The SageMaker vLLM image uses standard-supervisor to provide platform-specific integrations:

Process supervision and auto-recovery — if the vLLM process crashes, it is automatically restarted (up to 3 retries by default). This prevents the container from exiting on transient failures.

Dynamic dependency installation — bundle a requirements.txt with your model artifacts and dependencies are installed automatically before server startup. No custom container needed.

Custom handler support — override the default /ping and /invocations endpoints with your own logic by placing a model.py in your model artifacts:

import model_hosting_container_standards.sagemaker as sagemaker_standards
from fastapi import Request, Response

@sagemaker_standards.custom_invocation_handler
async def custom_invoke(request: Request) -> Response:
    body = await request.json()
    # your custom logic here
    return Response(content=json.dumps(result), media_type="application/json")

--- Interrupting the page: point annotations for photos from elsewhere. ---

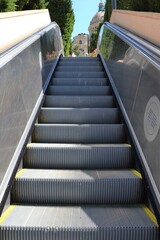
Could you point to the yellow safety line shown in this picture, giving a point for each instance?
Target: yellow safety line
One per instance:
(127, 145)
(135, 172)
(150, 215)
(20, 172)
(6, 213)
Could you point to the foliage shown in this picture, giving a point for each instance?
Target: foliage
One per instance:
(62, 13)
(93, 41)
(7, 5)
(76, 50)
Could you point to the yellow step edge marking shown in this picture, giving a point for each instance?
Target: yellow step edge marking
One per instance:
(20, 172)
(135, 172)
(7, 213)
(127, 145)
(150, 215)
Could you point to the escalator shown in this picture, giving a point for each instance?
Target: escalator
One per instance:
(79, 179)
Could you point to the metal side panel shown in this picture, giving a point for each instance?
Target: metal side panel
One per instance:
(80, 74)
(79, 101)
(77, 187)
(76, 156)
(79, 81)
(74, 133)
(76, 223)
(79, 116)
(79, 90)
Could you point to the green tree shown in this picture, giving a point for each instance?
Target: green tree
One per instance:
(62, 13)
(93, 41)
(7, 5)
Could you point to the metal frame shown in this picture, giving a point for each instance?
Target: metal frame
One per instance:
(147, 176)
(16, 159)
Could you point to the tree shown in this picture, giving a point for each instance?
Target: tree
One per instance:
(7, 5)
(62, 13)
(93, 41)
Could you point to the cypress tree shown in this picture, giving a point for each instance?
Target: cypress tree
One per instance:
(62, 13)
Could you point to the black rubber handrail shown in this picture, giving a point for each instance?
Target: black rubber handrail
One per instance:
(16, 159)
(146, 173)
(147, 49)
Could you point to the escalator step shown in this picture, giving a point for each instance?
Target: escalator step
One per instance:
(79, 81)
(77, 187)
(80, 74)
(79, 68)
(81, 115)
(79, 101)
(76, 156)
(74, 133)
(80, 59)
(80, 63)
(79, 90)
(76, 223)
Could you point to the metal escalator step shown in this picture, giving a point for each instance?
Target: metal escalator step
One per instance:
(73, 68)
(74, 133)
(80, 74)
(79, 90)
(79, 63)
(79, 222)
(79, 101)
(80, 115)
(76, 156)
(79, 81)
(77, 187)
(80, 59)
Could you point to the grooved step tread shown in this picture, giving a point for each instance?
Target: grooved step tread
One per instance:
(79, 101)
(81, 115)
(79, 90)
(77, 187)
(79, 81)
(78, 156)
(81, 222)
(80, 74)
(74, 133)
(79, 63)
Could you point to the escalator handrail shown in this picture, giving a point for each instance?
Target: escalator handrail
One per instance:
(150, 51)
(14, 50)
(16, 159)
(146, 173)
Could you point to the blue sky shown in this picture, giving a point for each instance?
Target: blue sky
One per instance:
(84, 10)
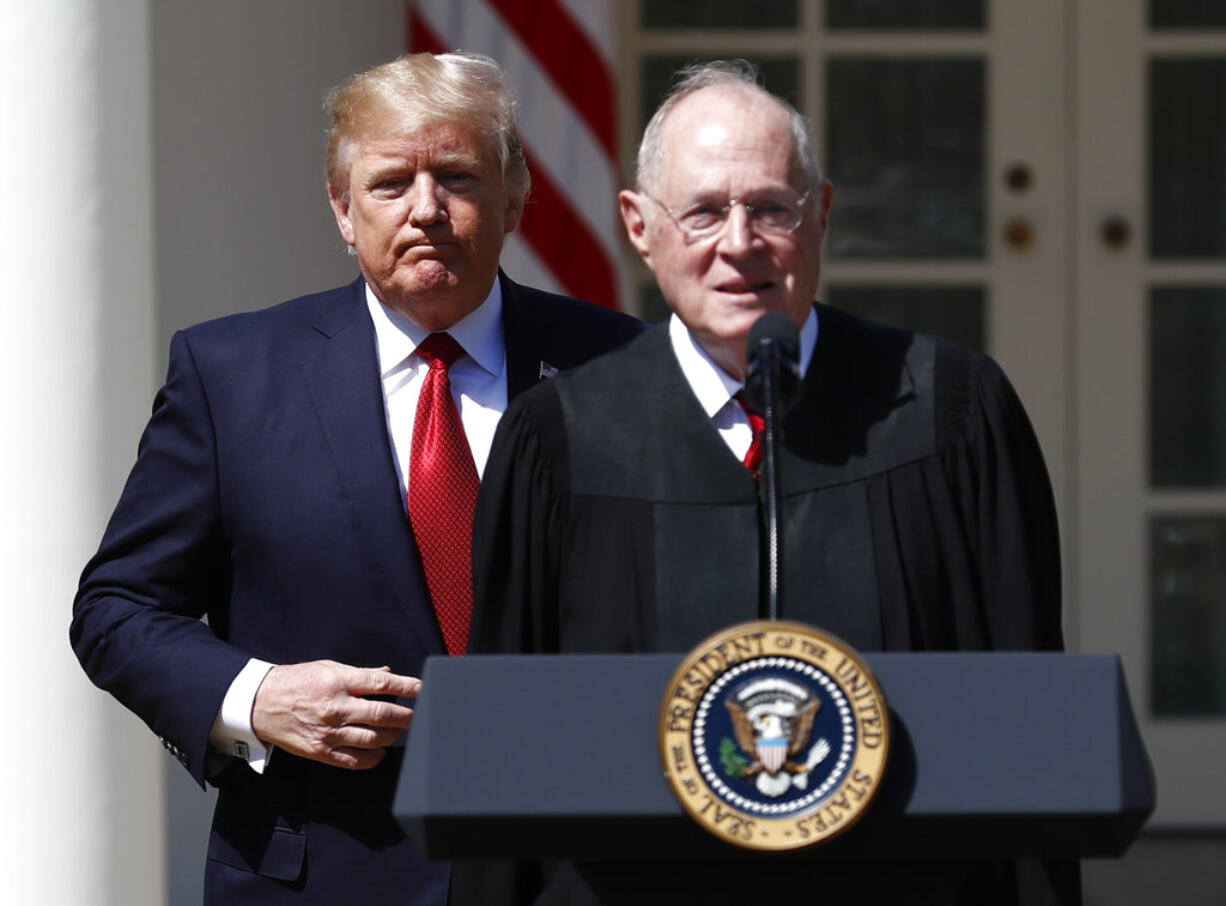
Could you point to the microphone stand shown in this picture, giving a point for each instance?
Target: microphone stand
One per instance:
(770, 488)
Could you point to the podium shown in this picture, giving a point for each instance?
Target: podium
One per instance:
(993, 757)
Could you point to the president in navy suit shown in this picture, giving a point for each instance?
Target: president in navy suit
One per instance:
(259, 597)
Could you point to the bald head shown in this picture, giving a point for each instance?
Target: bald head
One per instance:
(737, 81)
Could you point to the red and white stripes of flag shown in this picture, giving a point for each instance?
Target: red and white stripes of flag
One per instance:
(558, 55)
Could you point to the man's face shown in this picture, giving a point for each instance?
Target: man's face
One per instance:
(720, 144)
(427, 215)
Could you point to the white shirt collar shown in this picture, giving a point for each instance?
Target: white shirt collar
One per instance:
(479, 332)
(711, 384)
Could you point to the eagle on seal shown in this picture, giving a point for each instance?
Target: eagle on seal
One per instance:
(772, 720)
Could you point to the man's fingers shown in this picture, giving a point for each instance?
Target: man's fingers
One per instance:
(354, 759)
(380, 681)
(334, 712)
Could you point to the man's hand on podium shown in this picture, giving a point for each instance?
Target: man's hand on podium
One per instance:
(323, 710)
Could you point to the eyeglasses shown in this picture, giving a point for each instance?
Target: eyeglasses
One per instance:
(770, 213)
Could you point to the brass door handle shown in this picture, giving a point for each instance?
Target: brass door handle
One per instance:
(1115, 232)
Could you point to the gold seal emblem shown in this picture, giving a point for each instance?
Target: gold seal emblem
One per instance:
(774, 734)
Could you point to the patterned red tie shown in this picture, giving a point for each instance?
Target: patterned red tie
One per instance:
(443, 494)
(754, 454)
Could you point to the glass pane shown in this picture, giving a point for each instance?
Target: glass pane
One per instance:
(1188, 386)
(1188, 157)
(906, 152)
(1188, 620)
(781, 75)
(953, 313)
(1187, 14)
(728, 14)
(913, 14)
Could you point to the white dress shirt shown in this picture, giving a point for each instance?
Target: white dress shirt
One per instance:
(715, 388)
(478, 384)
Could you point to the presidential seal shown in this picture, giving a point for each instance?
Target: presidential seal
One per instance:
(774, 734)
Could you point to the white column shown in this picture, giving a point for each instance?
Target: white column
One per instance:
(81, 798)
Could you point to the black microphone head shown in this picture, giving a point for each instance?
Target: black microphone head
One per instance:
(775, 327)
(774, 338)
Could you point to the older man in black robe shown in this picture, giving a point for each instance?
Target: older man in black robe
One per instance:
(618, 513)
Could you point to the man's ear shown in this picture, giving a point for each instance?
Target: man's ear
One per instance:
(632, 205)
(825, 197)
(341, 211)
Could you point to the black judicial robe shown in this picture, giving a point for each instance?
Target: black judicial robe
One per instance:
(918, 516)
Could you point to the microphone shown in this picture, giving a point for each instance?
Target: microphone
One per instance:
(772, 383)
(774, 342)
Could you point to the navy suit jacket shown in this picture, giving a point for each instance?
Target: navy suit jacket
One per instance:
(264, 517)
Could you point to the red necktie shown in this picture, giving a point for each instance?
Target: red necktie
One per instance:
(754, 454)
(443, 493)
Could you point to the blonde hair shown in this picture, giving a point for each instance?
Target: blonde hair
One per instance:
(416, 91)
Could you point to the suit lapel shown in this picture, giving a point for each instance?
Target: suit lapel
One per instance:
(342, 375)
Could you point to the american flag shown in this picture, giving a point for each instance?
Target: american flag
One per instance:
(558, 55)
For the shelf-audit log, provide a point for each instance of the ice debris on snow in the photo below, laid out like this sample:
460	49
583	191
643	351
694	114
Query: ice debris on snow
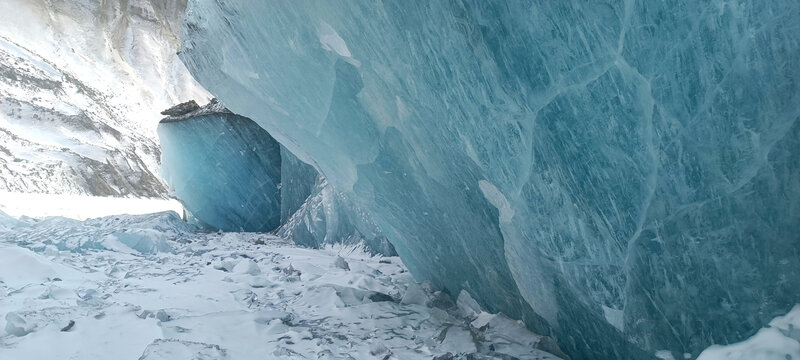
561	161
228	296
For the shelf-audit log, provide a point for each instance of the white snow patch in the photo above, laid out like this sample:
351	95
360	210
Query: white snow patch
65	294
80	207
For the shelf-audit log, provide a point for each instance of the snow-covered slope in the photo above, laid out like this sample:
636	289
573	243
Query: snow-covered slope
127	287
81	86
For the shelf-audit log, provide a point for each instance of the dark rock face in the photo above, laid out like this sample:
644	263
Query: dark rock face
181	109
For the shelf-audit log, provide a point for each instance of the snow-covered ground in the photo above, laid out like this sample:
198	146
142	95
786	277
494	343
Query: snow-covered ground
149	287
81	87
40	206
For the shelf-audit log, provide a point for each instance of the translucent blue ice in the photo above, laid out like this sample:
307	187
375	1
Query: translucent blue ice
624	175
225	169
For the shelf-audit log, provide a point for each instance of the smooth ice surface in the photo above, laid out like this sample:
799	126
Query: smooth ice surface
225	169
624	175
780	340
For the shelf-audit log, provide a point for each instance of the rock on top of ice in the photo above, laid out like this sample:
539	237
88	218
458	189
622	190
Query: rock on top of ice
224	168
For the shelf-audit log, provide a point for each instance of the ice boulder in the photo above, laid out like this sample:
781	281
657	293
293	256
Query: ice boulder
622	175
224	168
317	214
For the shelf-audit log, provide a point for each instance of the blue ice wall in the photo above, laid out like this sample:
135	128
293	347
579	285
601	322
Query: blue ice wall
622	174
317	214
225	169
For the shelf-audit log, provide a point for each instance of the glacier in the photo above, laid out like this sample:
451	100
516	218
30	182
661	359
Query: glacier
81	82
224	168
231	175
621	175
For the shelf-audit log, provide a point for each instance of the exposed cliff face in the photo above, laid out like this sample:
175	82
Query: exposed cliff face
81	85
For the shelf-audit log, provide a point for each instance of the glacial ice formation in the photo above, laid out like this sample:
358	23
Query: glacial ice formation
314	213
623	175
231	175
224	168
80	84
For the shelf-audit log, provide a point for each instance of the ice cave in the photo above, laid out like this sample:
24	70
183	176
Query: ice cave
455	179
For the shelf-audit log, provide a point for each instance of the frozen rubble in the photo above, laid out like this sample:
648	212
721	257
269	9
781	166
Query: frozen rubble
621	175
71	289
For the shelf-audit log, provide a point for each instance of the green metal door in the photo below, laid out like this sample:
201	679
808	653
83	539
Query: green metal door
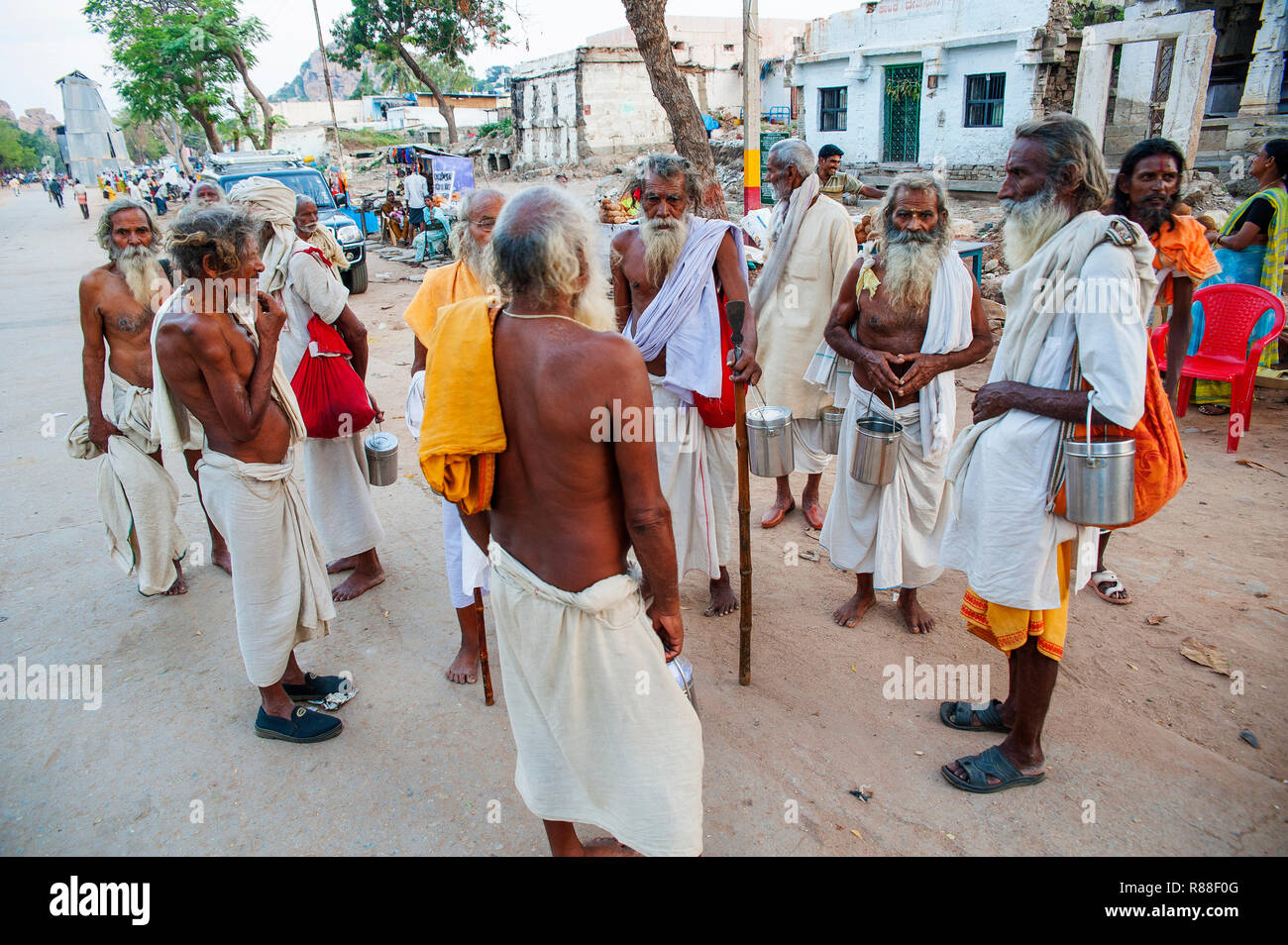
902	124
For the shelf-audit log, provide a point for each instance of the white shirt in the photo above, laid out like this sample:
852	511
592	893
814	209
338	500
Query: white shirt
1001	536
416	189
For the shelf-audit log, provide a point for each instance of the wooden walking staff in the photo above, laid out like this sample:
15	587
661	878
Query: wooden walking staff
488	699
735	312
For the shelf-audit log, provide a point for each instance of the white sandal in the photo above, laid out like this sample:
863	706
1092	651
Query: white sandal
1107	576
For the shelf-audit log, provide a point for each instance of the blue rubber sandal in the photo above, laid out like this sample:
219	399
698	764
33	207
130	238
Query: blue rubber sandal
991	763
960	714
303	726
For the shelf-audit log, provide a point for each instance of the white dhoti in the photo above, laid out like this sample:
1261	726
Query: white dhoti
138	498
807	446
335	476
281	592
892	532
603	734
698	476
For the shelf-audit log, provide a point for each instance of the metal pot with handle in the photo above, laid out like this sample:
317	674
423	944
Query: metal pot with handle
876	447
1100	479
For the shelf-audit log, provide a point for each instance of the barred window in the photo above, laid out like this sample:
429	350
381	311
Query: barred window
984	94
831	108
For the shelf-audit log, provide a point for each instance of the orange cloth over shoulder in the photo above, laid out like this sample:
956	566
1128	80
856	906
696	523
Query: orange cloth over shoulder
1184	249
442	286
462	432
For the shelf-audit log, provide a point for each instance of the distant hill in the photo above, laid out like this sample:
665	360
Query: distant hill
309	86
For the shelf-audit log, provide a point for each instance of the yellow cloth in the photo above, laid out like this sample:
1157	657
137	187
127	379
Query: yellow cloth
1009	628
463	433
442	286
1184	249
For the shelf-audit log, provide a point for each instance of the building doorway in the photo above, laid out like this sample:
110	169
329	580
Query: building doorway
902	106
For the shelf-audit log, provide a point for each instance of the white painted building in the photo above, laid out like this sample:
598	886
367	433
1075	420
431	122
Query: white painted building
925	81
596	99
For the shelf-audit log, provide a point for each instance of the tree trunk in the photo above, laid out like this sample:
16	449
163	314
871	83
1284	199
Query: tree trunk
443	108
688	133
265	104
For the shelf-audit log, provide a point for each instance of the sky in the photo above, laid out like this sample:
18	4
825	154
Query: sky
46	40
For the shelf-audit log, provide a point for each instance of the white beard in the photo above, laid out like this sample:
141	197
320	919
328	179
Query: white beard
664	241
141	267
1029	224
910	269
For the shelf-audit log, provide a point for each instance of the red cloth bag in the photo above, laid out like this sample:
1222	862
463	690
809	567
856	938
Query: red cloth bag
333	398
719	412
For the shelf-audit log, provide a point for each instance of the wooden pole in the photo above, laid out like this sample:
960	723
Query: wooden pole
735	312
488	699
750	106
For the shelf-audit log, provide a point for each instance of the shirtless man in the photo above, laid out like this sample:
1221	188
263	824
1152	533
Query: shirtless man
918	288
211	365
566	510
116	305
700	484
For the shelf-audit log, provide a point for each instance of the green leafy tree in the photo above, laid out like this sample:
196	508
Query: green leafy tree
408	31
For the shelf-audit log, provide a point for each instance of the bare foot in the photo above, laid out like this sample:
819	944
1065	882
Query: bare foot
777	511
851	610
222	559
343	564
606	846
179	584
722	599
357	583
465	667
917	619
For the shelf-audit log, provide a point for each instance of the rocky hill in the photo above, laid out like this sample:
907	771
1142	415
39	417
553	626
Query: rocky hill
309	86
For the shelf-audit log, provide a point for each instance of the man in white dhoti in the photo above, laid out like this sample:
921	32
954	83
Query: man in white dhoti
1074	336
465	563
215	345
811	249
140	499
671	279
335	471
907	319
603	733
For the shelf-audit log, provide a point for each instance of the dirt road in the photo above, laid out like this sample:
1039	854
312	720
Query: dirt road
1144	746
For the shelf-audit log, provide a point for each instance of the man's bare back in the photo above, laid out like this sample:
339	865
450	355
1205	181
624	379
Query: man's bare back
558	503
215	370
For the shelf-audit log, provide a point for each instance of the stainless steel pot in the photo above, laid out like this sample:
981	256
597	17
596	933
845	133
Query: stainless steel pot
771	451
831	419
381	459
1100	479
876	447
682	671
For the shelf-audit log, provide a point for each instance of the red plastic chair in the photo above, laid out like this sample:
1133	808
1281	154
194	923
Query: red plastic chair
1231	312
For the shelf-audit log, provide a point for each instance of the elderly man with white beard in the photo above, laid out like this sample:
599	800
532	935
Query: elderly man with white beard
335	469
811	249
138	497
1074	339
907	319
443	286
671	279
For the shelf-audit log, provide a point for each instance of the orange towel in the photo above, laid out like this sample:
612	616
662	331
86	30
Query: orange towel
1008	628
442	286
1185	250
462	432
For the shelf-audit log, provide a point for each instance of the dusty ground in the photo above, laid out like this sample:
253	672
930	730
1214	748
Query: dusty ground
1149	737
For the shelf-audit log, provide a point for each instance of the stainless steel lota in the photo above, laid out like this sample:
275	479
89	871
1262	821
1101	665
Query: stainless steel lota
381	459
1100	479
876	447
769	442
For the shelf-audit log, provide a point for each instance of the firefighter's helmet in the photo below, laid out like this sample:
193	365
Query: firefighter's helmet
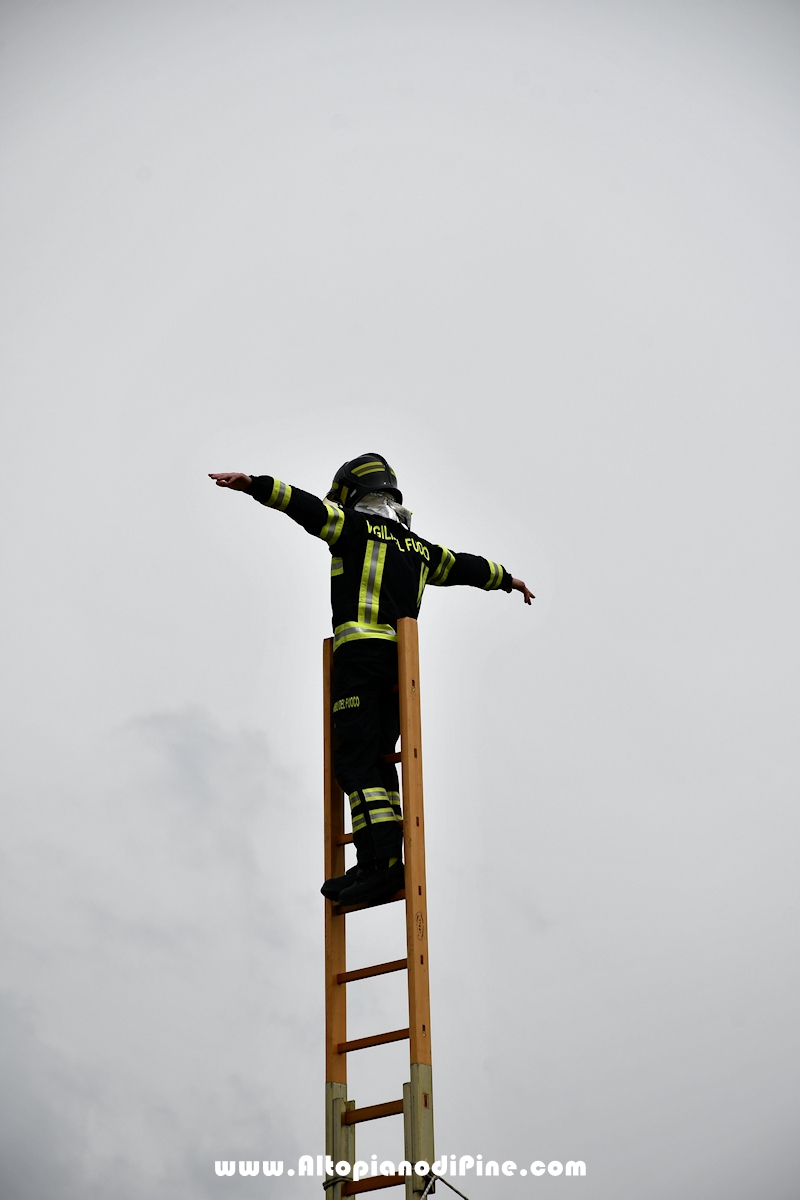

LoRA adapter support — dynamically load and route to LoRA adapters via request headers without restarting the server.

Notes¶

GPU deployments require inference_ami_version — the default SageMaker host AMI has incompatible NVIDIA drivers for CUDA 12.9 images. See ProductionVariant API reference for valid values.
Any SM_VLLM_* environment variable is converted to a --<name> vLLM server argument (e.g., SM_VLLM_MAX_MODEL_LEN=4096 → --max-model-len 4096).

For all configuration options including server arguments, SageMaker environment variables, and standard-supervisor settings, see Configuration.